Introduction:After a 6.0 magnitude earthquake struck Hualien on February 6, 2018, over one hundred and fifty patients crammed into the emergency department of a nearby tertiary hospital within two hours. The mass casualty incident (MCI) call was activated, and over 300 related personnel responded to the call and engaged with the MCI management.Aim:This research aimed to analyze the practice of an MCI call and to form the strategies to improve its efficiency and effectiveness.Methods:The research was conducted in a tertiary hospital in Hualien, Taiwan.
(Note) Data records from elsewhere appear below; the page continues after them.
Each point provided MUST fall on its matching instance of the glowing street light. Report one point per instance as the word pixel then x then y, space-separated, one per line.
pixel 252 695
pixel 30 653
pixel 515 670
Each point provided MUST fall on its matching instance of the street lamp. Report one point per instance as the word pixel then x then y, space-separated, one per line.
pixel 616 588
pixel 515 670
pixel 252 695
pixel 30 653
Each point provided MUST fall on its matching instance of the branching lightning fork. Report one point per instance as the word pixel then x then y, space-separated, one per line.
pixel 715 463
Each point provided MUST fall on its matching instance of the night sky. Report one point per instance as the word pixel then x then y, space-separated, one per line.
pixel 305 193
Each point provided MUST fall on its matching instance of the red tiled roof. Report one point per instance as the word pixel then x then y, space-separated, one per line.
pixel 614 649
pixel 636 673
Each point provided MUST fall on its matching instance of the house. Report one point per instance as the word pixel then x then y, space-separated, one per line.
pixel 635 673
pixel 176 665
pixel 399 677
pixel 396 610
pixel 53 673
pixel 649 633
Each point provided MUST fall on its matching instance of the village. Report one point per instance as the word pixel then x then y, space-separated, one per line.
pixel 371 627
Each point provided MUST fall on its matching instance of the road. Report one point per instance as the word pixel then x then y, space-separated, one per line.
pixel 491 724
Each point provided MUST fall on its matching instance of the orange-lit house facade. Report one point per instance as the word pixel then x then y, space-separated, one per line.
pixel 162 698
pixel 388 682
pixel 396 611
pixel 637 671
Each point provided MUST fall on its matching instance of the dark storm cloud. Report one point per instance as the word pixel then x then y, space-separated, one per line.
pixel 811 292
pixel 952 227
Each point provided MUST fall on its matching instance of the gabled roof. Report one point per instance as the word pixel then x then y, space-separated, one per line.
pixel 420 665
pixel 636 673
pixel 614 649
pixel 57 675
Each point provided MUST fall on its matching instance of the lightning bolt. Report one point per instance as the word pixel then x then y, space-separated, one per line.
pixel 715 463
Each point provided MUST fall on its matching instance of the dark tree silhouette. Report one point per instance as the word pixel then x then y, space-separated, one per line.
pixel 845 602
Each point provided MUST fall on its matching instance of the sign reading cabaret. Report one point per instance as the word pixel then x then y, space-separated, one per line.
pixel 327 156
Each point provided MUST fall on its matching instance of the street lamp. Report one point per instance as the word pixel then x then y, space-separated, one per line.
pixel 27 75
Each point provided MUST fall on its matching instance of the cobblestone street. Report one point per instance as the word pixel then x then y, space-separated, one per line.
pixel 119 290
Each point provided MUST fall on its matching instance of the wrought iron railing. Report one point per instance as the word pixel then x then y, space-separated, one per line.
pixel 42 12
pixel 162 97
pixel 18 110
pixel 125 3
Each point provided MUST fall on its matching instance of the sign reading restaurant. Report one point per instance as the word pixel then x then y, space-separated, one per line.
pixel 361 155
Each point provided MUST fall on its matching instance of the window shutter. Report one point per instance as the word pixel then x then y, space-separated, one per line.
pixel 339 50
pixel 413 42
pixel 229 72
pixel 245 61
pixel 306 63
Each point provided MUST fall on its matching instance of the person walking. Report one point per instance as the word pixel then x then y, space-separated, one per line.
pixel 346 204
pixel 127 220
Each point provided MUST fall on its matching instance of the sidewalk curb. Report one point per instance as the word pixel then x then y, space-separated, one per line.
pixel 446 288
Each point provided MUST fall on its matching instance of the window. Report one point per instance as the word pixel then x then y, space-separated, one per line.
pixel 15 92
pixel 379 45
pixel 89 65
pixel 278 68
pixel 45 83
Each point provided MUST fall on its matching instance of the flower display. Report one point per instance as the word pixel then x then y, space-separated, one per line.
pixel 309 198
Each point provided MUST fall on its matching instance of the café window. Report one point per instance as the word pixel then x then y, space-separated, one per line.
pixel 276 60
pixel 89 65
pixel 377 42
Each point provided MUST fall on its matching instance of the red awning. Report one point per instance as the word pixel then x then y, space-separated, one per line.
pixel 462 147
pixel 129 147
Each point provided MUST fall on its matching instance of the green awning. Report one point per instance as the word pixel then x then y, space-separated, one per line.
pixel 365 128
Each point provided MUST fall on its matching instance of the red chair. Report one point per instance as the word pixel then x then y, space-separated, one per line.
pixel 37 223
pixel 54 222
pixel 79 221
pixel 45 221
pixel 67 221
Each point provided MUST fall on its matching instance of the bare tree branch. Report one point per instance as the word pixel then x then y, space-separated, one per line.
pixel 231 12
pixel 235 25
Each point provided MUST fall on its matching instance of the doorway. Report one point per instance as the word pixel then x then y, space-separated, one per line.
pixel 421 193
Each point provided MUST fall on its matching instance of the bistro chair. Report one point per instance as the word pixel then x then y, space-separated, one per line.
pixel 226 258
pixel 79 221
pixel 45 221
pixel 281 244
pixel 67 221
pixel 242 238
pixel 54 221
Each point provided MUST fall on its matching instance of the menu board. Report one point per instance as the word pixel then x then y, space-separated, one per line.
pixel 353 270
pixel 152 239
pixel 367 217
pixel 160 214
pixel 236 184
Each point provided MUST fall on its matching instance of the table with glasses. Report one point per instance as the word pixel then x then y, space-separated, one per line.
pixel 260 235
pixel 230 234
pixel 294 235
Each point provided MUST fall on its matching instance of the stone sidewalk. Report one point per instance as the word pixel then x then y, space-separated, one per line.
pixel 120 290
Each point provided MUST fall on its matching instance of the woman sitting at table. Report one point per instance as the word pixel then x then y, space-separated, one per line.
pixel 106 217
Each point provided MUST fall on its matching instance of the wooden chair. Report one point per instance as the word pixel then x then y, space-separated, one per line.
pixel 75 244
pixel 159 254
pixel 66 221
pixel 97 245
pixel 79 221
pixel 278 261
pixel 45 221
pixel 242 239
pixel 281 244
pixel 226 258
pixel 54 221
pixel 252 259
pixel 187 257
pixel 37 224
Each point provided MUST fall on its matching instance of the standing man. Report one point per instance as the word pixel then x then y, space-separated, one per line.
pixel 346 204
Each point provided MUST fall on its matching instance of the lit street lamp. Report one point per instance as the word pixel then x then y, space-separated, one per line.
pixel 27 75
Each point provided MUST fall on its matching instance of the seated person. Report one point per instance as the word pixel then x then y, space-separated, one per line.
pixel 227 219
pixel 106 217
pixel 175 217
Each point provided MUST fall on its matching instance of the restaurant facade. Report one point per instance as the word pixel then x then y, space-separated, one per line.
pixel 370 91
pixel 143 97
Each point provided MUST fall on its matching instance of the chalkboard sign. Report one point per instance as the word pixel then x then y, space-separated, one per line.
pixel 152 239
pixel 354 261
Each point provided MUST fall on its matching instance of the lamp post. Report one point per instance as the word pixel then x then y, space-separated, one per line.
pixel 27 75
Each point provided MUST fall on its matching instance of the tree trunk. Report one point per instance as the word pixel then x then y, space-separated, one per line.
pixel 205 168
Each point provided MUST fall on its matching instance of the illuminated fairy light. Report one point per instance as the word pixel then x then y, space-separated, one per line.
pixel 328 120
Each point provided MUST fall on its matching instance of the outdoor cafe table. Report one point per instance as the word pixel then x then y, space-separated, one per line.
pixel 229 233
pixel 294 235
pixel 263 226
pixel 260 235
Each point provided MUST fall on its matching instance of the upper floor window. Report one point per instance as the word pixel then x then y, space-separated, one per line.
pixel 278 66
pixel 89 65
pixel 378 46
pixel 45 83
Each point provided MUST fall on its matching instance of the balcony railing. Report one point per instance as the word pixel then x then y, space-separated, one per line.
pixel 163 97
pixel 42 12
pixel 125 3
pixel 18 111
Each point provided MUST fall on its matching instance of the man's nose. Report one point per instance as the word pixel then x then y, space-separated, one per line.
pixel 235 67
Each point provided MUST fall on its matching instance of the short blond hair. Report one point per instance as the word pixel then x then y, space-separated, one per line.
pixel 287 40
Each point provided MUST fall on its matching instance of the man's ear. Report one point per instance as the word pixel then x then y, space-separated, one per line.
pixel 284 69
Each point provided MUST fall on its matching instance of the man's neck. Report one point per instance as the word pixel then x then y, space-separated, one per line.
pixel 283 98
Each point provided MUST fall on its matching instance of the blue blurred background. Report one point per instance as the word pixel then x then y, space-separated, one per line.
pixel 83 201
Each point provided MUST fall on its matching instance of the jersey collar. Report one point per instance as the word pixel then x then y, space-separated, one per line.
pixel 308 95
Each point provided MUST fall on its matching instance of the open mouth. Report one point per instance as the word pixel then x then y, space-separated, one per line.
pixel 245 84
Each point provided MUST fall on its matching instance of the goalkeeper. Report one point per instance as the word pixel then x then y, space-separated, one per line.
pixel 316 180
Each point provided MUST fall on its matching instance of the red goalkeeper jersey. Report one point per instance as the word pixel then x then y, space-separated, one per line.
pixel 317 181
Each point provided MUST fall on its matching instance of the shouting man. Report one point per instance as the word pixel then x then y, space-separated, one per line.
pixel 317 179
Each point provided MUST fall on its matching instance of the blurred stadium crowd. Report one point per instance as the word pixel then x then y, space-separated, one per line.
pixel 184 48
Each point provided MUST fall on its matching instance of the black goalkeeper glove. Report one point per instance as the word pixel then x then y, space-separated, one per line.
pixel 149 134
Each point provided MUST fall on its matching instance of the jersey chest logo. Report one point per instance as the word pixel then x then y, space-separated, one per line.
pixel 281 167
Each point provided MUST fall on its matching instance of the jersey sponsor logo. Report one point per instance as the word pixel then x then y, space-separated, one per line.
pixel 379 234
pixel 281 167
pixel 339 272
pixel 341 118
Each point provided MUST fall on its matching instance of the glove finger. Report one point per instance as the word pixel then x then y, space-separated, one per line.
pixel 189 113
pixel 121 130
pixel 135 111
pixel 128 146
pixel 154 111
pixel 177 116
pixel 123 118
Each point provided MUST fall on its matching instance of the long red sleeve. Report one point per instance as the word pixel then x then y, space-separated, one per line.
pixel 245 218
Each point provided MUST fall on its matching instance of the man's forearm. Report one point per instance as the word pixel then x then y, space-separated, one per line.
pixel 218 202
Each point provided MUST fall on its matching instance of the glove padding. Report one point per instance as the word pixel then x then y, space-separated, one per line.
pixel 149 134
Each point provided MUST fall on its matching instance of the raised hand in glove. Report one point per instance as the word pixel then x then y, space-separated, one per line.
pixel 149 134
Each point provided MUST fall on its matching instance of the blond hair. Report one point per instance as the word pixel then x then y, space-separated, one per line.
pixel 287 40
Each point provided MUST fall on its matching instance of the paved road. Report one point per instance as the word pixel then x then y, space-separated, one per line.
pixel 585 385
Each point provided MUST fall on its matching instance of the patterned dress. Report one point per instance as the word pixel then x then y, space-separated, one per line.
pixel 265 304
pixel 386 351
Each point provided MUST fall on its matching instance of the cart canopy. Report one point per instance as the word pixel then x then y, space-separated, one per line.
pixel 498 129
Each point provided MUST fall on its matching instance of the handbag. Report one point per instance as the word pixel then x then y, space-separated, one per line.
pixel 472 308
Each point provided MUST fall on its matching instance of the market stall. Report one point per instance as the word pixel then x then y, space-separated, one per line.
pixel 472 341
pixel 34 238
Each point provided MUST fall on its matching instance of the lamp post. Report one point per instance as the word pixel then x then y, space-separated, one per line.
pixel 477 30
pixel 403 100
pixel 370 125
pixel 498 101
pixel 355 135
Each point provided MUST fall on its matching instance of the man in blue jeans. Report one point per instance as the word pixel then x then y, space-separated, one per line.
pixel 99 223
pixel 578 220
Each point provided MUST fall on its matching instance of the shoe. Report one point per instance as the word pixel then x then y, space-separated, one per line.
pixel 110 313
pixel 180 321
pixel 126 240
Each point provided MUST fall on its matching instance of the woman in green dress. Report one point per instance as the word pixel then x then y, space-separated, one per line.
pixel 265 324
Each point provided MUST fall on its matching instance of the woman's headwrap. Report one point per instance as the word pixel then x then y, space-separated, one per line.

Questionnaires regarding the practice of the MCI call were sent out to the healthcare providers in the emergency department who responded to that MCI operation.Results:Thirty-seven responders in the emergency department were involved in this study. 78% had participated in training courses for hospital incident command system (HICS) or MCI management before this event. On arrival at the emergency department, 69.4% of the responders were aware of the check-in station and received a clear task assignment and briefing. During the operation, 25.7% reported the lack of confidence carrying out the assigned tasks and 54.1% of the participants experienced great stress (stress score over 7 out of 10).Discussion:MCI is an uncommon event for hospital management. It is universally challenging owing to its unpredictable and time-sensitive nature. Furthermore, the administration could be further complicated by the associated disasters. Despite regular exercises and drills, there are still a significant number of participants experiencing stress and confusion during the operation. The chaotic situation may further compromise the performance of the participants. This study showed that optimizing task briefing and on-site directions may improve the performance of the MCI participants.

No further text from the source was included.